In developing our financial stability assessment this year, we kept in mind that the United States has begun a two-year period of 10-year anniversaries of key events from the 2007-09 global financial crisis. Anniversaries encourage reflection on the events of the past, the reactions to those events, and the lessons learned. Anniversaries of massively disruptive events such as the crisis lead to hard questions: How does today differ? Are we better positioned to withstand the next crisis?
From this perspective, we can see that the crisis was a turning point. In response, both financial regulation and industry practices changed substantially. These changes have brought us closer to a resilient system, one where we are better able to see problems and absorb shocks. But as we explain in this report, there are vulnerabilities that require attention. Some of those vulnerabilities have emerged in reaction to post-crisis innovations in technology, regulation, and business models.
Key Threats to Financial Stability
Chapter 1 highlights three vulnerabilities that have been building and are of most concern today. First, cybersecurity incidents have become a greater concern for the financial system since the crisis. Second, the disorderly resolution of a failing systemically important financial institution remains a risk. Third, financial market structures are evolving, sometimes lowering costs and promoting efficiency, but also raising potential new concerns.
Cybersecurity incidents rank near the top of our threat assessment because of the potential for disruption of networks and the damage such disruptions could cause to financial stability and the economy.
New tools have been developed to make the orderly resolution of a failing systemically important financial institution more likely.
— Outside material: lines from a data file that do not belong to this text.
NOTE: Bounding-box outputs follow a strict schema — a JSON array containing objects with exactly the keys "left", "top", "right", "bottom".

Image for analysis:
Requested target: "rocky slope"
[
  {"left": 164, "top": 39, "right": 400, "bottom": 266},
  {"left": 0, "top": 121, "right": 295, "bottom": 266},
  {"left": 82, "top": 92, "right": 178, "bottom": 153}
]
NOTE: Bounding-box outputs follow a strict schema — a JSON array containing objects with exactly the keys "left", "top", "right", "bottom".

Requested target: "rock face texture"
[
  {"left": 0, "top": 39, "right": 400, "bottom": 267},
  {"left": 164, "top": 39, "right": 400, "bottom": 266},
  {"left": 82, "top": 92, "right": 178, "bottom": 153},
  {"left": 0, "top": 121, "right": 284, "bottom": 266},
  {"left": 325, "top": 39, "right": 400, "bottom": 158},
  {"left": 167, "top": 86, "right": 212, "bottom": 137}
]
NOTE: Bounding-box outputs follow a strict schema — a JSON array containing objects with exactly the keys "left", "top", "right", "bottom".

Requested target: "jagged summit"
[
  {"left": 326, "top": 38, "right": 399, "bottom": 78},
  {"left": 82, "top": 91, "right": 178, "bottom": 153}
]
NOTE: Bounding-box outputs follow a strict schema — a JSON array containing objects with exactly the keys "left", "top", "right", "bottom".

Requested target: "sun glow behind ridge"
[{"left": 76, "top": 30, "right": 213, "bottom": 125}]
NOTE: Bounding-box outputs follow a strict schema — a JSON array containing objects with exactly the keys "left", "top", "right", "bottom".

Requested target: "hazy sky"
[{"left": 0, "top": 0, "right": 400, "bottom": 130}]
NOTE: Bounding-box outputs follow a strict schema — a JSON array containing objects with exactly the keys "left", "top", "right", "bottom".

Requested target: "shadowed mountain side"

Still, the failure of a large financial firm could amplify and transmit distress and possibly trigger a financial crisis. The resolution process under either U.S. bankruptcy law or a special resolution authority has potential weaknesses for handling a failure of a global systemically important bank.
Financial market structures continue to evolve in response to competitive forces, innovation, regulatory changes, and financial disruptions, among other factors. This report discusses potential vulnerabilities of market structure that bear monitoring. They could make the financial system vulnerable to shocks that threaten liquidity and price discovery.
Financial Stability Assessment
Chapter 2 concludes that overall financial stability risks remain in a medium range, although market risks are elevated. We based our assessment on our Financial System Vulnerabilities Monitor heat map and related analysis. As described in Chapter 2, our assessment covers the six key risks in the heat map: (1) macroeconomic, (2) market, (3) credit, (4) solvency and leverage, (5) funding and liquidity, and (6) contagion. Vulnerabilities in these areas can originate, amplify, or transmit shocks and stress. These vulnerabilities have been central in many financial crises, not just the recent one. At the same time, our Financial Stress Index — a real-time measure of stress — has been falling in 2017 and is near its lows since the financial crisis. That low reading reflects not only current subdued levels of market volatility, but also, perhaps, complacency about the future.
Improved transparency, regulatory policies, and risk-management practices have also made the system more robust against shocks. Regulators and risk managers now have a greater focus on stress tests and a better understanding of risks. Compared to the pre-crisis period, banks are more resilient, with more capital and better liquidity risk management. At the same time, a handful of complex institutions with a range of nonbank activities increasingly dominate the banking industry.